[312]. Isa. xxx. 12–14.

[313]. Ezek. xiii. 23. Pascal does not, either here or elsewhere, when quoting from Scripture, adhere very closely to the original, nor even to the Vulgate version.

[314]. This was the name given to St. Francis de Sales, bishop and prince of Geneva, previously to his canonization, which took place in 1665.

[315]. Serm. 24 in Cantic.

[316]. These two postscripts have been often admired—the former for the author’s elegant excuse for the length of his letter; the latter for the adroitness with which he turns his apology for an undesigned mistake into a stroke at the disingenuousness of his opponents.

[317]. M. Nicole furnished the materials for this letter. (Nicole, iv. 324.)

[318]. Francis Annat, the same person formerly referred to at [p. 102]. He became French provincial of the Jesuits, and confessor to Louis XIV.

[319]. A threat, evidently, of administering to him the Mentiris impudentissime of the Capuchin, mentioned at [p. 310].

[320]. The constitution—that is, the bull of Pope Alexander VII., issued in October 1656, in which he not only condemned the Five Propositions, but, in compliance with the solicitations of the Jesuits, added an express clause, to the effect that these had been faithfully extracted from Jansenius, and were heretical in the sense in which he (Jansenius) employed them.
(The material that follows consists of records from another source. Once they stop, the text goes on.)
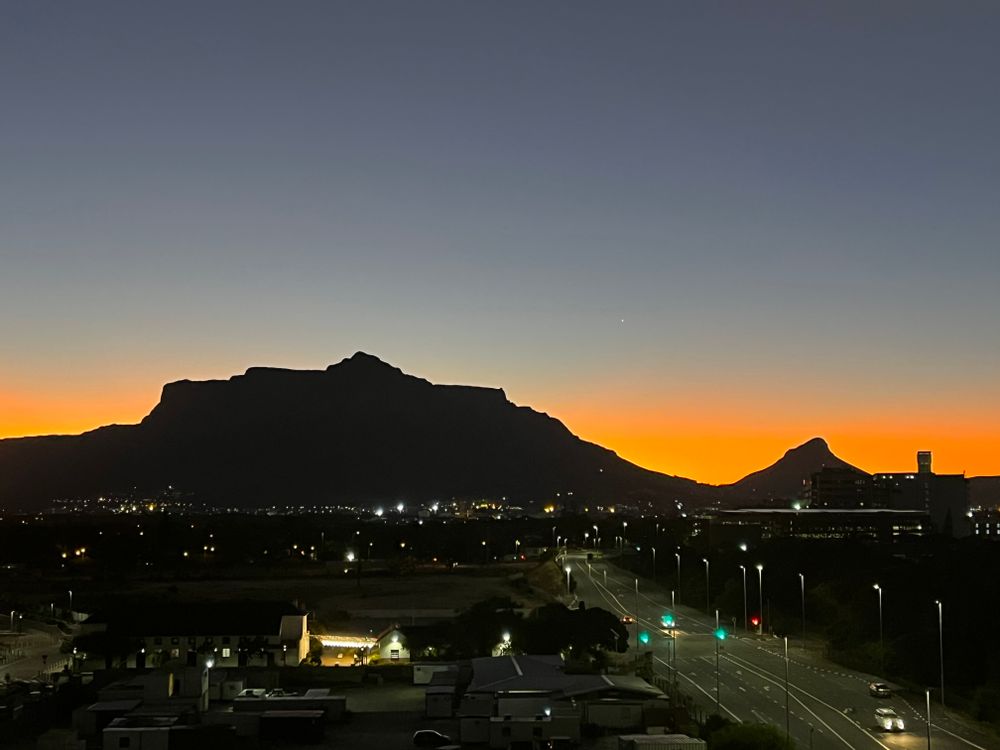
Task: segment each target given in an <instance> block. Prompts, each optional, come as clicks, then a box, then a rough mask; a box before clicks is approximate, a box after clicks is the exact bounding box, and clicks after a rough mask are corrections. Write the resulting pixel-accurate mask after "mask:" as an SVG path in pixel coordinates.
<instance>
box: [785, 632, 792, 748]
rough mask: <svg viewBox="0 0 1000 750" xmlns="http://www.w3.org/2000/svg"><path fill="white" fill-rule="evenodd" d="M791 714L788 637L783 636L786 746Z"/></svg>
mask: <svg viewBox="0 0 1000 750" xmlns="http://www.w3.org/2000/svg"><path fill="white" fill-rule="evenodd" d="M790 716H791V713H790V711H789V708H788V636H787V635H786V636H785V737H787V738H788V744H789V745H790V744H791V743H792V722H791V718H790Z"/></svg>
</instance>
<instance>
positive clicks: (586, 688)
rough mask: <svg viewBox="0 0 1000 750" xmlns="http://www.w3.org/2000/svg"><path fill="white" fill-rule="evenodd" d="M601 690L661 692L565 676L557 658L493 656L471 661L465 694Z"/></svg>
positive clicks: (548, 693) (513, 656) (636, 693)
mask: <svg viewBox="0 0 1000 750" xmlns="http://www.w3.org/2000/svg"><path fill="white" fill-rule="evenodd" d="M601 691H612V692H613V691H619V692H622V693H628V694H630V695H641V696H645V697H649V698H656V697H659V696H660V695H662V693H661V692H660V691H659V690H657V689H656V688H655V687H653V686H652V685H650V684H649V683H648V682H646V681H645V680H643V679H640V678H638V677H624V676H617V675H616V676H612V675H594V674H566V673H565V672H564V671H563V661H562V659H561V658H560V657H558V656H495V657H482V658H479V659H473V660H472V682H471V683H470V684H469V687H468V689H467V691H466V692H469V693H508V694H510V693H532V692H542V693H548V694H551V695H553V697H556V698H571V697H574V696H580V695H586V694H588V693H596V692H601Z"/></svg>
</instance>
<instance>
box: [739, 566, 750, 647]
mask: <svg viewBox="0 0 1000 750" xmlns="http://www.w3.org/2000/svg"><path fill="white" fill-rule="evenodd" d="M740 570H741V571H742V572H743V629H744V630H745V631H747V632H748V633H749V632H750V620H749V619H747V569H746V566H745V565H741V566H740Z"/></svg>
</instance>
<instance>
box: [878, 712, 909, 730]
mask: <svg viewBox="0 0 1000 750" xmlns="http://www.w3.org/2000/svg"><path fill="white" fill-rule="evenodd" d="M875 723H876V724H878V728H879V729H884V730H885V731H886V732H902V731H903V729H904V728H905V727H904V725H903V717H902V716H900V715H899V714H897V713H896V712H895V711H894V710H893V709H891V708H876V709H875Z"/></svg>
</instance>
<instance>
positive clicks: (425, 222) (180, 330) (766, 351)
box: [0, 0, 1000, 478]
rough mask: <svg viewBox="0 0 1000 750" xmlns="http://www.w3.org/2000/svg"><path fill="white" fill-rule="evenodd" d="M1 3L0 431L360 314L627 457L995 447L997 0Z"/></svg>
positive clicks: (384, 343) (438, 366)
This was a more stringent constitution than the first; but the Jansenists were ready to meet him on this point; they replied that a declaration of this nature overstepped the limits of the papal authority, and that the pope’s infallibility did not extend to a judgment of facts.

[321]. The Five Propositions.—A brief view of these celebrated Propositions may be here given, as necessary to the understanding of the text. They were as follows:—I. That some commandments of God are impracticable even to the righteous, who desire to keep them, according to their present strength. II. That grace is irresistible. III. That moral freedom consists, not in exemption from necessity, but from constraint. IV. That to assert that the will may resist or obey the motions of converting grace as it pleased, was a heresy of the semi-Pelagians. V. That to assert that Jesus Christ died for all men, without exception, is an error of the semi-Pelagians. For a fuller explication of the controversy, the reader must be referred to the Introduction.